Il citato progetto Hub Young, per il quale la Sassoli aveva molto puntato,  ricordiamo “molto fumo ma poco arrosto”, una occasione sprecata (anche in termini economici) e che non ha lasciato traccia nei ricordi dei giovani monzesi

 

I Centri di aggregazione diventati poi Centri giovani, che registriamo il più grande deficit sociale e culturale di questo assessorato.

 

Il primo appalto di due anni fa indetto e aggiudicato, con la velleitaria pretesa di fare nuovi “centri giovani”, che avrebbero dovuto  occuparsi di ragazzi dagli 11 anni ai 28 anni.
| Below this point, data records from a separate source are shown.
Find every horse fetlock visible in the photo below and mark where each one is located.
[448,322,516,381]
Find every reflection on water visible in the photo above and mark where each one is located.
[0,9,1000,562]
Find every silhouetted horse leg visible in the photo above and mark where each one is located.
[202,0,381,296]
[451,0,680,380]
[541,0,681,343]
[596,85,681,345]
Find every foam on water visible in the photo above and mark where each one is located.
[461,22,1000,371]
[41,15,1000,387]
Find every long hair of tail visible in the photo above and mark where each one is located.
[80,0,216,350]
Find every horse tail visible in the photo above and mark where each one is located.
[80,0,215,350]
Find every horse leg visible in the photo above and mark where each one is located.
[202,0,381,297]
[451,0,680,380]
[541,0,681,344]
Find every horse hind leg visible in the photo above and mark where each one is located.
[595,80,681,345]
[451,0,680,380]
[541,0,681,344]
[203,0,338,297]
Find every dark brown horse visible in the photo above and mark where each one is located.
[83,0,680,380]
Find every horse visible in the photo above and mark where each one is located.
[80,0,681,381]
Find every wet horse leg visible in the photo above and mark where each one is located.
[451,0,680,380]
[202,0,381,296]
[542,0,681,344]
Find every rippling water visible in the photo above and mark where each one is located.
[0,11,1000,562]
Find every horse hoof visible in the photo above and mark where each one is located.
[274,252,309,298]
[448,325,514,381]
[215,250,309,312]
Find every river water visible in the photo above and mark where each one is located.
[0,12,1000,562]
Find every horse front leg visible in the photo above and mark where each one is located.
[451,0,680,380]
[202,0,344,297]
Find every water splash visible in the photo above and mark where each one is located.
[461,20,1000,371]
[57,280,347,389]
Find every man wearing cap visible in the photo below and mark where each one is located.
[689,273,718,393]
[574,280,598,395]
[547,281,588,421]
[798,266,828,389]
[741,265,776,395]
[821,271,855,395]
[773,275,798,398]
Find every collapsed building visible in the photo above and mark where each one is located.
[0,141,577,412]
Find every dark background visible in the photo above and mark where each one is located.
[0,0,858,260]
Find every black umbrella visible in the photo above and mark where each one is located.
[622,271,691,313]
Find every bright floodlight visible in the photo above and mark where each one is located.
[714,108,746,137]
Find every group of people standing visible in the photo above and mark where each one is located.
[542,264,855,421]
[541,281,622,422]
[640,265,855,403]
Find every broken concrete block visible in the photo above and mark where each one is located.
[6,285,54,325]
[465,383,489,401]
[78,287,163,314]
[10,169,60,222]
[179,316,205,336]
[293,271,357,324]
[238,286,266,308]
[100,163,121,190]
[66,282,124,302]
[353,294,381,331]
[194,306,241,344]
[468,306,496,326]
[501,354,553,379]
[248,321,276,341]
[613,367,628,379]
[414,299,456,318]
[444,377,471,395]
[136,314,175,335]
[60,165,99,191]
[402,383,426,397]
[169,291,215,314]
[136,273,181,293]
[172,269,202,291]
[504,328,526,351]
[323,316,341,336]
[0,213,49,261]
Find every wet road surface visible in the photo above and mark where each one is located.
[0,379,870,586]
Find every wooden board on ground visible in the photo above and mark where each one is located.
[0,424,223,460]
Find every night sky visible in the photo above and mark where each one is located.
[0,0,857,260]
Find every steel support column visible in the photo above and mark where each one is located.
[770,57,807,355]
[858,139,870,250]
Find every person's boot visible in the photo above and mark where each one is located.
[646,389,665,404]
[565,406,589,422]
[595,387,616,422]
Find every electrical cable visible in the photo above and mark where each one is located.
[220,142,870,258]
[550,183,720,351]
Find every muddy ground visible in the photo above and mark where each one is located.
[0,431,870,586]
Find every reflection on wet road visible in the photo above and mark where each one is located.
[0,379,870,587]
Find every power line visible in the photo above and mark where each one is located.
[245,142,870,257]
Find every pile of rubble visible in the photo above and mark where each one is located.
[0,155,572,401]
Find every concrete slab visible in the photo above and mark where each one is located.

Impresa che non ha funzionato perché in mancanza di risorse e  figure professionali adeguate.

Una scelta che sta mettendo a rischio la qualità di servizi per adolescenti che hanno fatto la storia sociale degli interventi sociali a Monza.

 

Il secondo e recente appalto di questa estate che  rappresenta l’emblema dello “stato confusionale” delle scelte fatte, anche dal punto di vista politico e amministrativo.

 

Un appalto che prevedeva ancora meno risorse, la delega alle cooperative per recuperare le sedi e un interlocutore unico vincente, favorendo nelle condizioni date quella Cooperativa Cesed  (area compagnia delle opere) che è oggi nell’occhio del ciclone per mancati pagamenti ai propri soci dipendenti.

Un Bando che tra l’altro, non è stato ancora aggiudicato per mancanza di regolarità, cosa che sta  mettendo a repentaglio il funzionamento dei centri, creando disagio per centinaia di ragazzi e le loro famiglie.

 

La vicenda Foa Boccaccio, ha poi visto assente “ideologicamente “ Mariani e la Sassoli, che hanno sempre ridotto la questione ad un problema di  legalità e ordine pubblico, mancando una interlocuzione con i ragazzi del centro capace di tenere insieme (come da noi sollecitato) bisogno di spazi con regole da rispettare.

 

Su tema del sostegno all’orientamento e al lavoro, dopo la chiusura del Centro per il Lavoro , la Giunta, si è mossa con l’apertura di più sportelli che si sovrappongono tra di loro e che mancano quindi di efficacia, completezza e utilità.

 

Infine una riflessione che riguarda il “modello” culturale ed educativo (se c’è stato…) proposto ai giovani monzesi da parte dell’Amministrazione Comunale...

 

La maggioranza dei numerosi interventi fatti, hanno inteso i giovani meramente come “clienti” consumatori di iniziative oppure nel migliore dei casi come utenti  dei servizi o nel peggiore (casinò, videopoker etc.) favorendo addirittura processi diseducativi o nuove dipendenze..

 

Quello da noi proposto invece, è sempre stato un modello che prevedeva progetti e servizi nei quali i giovani monzesi, fossero protagonisti attivi e responsabili, interventi nei quali il fattore culturale e relazionale fosse al centro delle proposte..

Gli adulti (amministratori, educatori etc.) con un  ruolo di “accompagnamento, stimo e sostegno  senza che andassero a sostituirsi alla loro autonomia nelle scelte.

 

L’augurio è la che la futura amministrazione (di centrosinistra..) mantenga la Delega alle politiche giovanili ma sviluppi però una progettualità che veda al centro della propria azione i  giovani intesi come risorse positive, protagonisti delle loro scelte per il futuro.